Эх, собрать бы сейчас все звёзды и отнести Танюхе. Но нет, её квартира для меня теперь тоже на исчезнувшем этаже. Очередные размышления: так бывает, всё на месте, не исчезло, но никто тебя там уже не ждёт. Может, в жизни гораздо больше исчезающих этажей, чем кажется на первый взгляд? И никто не замечает – ни тех, что исчезают взаправду, ни других, которые стёрлись только из памяти…

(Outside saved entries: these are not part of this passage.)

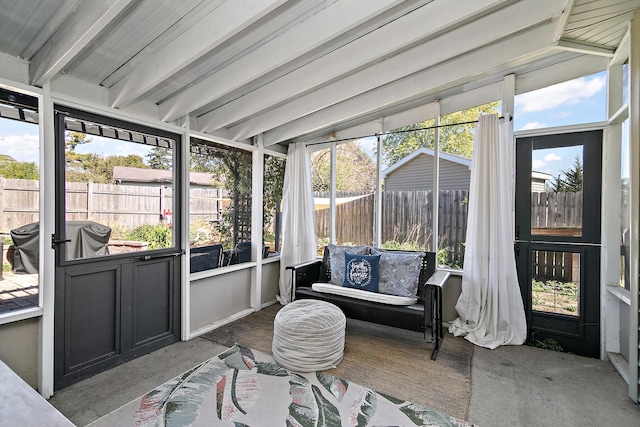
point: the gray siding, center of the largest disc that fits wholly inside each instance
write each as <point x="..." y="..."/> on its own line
<point x="538" y="185"/>
<point x="418" y="175"/>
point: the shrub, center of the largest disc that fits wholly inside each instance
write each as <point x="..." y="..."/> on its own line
<point x="158" y="236"/>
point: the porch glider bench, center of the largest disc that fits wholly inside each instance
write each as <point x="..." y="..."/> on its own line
<point x="408" y="295"/>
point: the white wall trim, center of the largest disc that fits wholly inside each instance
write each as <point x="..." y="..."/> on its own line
<point x="47" y="255"/>
<point x="215" y="325"/>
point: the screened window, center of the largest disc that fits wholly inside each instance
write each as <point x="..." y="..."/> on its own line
<point x="220" y="205"/>
<point x="20" y="199"/>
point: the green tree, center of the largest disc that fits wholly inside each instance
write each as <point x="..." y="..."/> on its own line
<point x="19" y="170"/>
<point x="572" y="181"/>
<point x="455" y="139"/>
<point x="73" y="139"/>
<point x="159" y="158"/>
<point x="232" y="166"/>
<point x="355" y="171"/>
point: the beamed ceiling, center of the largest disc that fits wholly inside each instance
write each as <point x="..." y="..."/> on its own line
<point x="306" y="69"/>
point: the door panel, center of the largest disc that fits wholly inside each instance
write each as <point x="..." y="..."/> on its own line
<point x="113" y="305"/>
<point x="94" y="294"/>
<point x="558" y="237"/>
<point x="152" y="300"/>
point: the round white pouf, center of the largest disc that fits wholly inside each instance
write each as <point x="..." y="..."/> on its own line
<point x="308" y="335"/>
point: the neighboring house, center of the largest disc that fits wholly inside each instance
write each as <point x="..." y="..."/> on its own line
<point x="415" y="172"/>
<point x="125" y="175"/>
<point x="539" y="181"/>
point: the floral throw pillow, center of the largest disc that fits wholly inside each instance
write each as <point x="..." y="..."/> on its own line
<point x="399" y="272"/>
<point x="336" y="257"/>
<point x="361" y="272"/>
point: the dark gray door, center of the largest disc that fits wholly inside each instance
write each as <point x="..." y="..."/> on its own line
<point x="558" y="193"/>
<point x="117" y="261"/>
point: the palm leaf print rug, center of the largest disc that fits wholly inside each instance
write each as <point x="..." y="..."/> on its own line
<point x="243" y="387"/>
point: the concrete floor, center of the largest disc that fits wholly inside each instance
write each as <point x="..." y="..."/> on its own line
<point x="527" y="386"/>
<point x="511" y="386"/>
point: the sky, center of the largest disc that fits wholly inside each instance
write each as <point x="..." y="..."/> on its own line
<point x="577" y="101"/>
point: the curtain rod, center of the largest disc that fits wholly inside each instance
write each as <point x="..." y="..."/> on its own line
<point x="402" y="131"/>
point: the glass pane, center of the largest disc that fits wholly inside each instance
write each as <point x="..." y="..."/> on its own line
<point x="407" y="205"/>
<point x="220" y="205"/>
<point x="118" y="190"/>
<point x="355" y="186"/>
<point x="273" y="182"/>
<point x="555" y="282"/>
<point x="556" y="191"/>
<point x="20" y="196"/>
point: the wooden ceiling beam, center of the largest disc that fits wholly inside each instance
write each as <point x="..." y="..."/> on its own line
<point x="226" y="21"/>
<point x="325" y="26"/>
<point x="429" y="20"/>
<point x="471" y="66"/>
<point x="81" y="28"/>
<point x="475" y="35"/>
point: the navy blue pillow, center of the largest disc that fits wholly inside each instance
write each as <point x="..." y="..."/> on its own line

Пора уезжать отсюда, с таким мыслями недолго и повзрослеть. А оно мне надо? Мне двадцать три! К чему вся эта мудрёная философия?
Занавеска на 4-м этаже дёрнулась. Да-да, туда, где недавно правила бал самая главная загадка моего лета, вернулась реальность.
Я ещё постоял несколько минут, сплюнул зелёную слюну. Горьковатый вкус вишнёвой ветки перебьёт теперь только мятная зубная паста.
На двери съёмной квартиры меня ждал неприятный сюрприз. Наискось, крупной уродливой бугристостью взрыхлило краску недружелюбное слово: «Убирайся!»
Ого! Кому ж из соседей я так немил? Тем, что проживают на исчезающем этаже? Вере? Мише? Может, Женьке? Ему-то с чего? Огарёвым? С ними я вообще едва знаком. Скорее всего – Вере. И занавеска колыхалась на её окне, видела, значит, что я на улице… А может, занавеска – сама по себе, а надпись – сама по себе?
Нет, думаю, всё-таки Вера. Увидела меня и что-то повернулось у неё в голове. Что именно – трудно сказать, и, вероятно, задолго до моего появления в её жизни.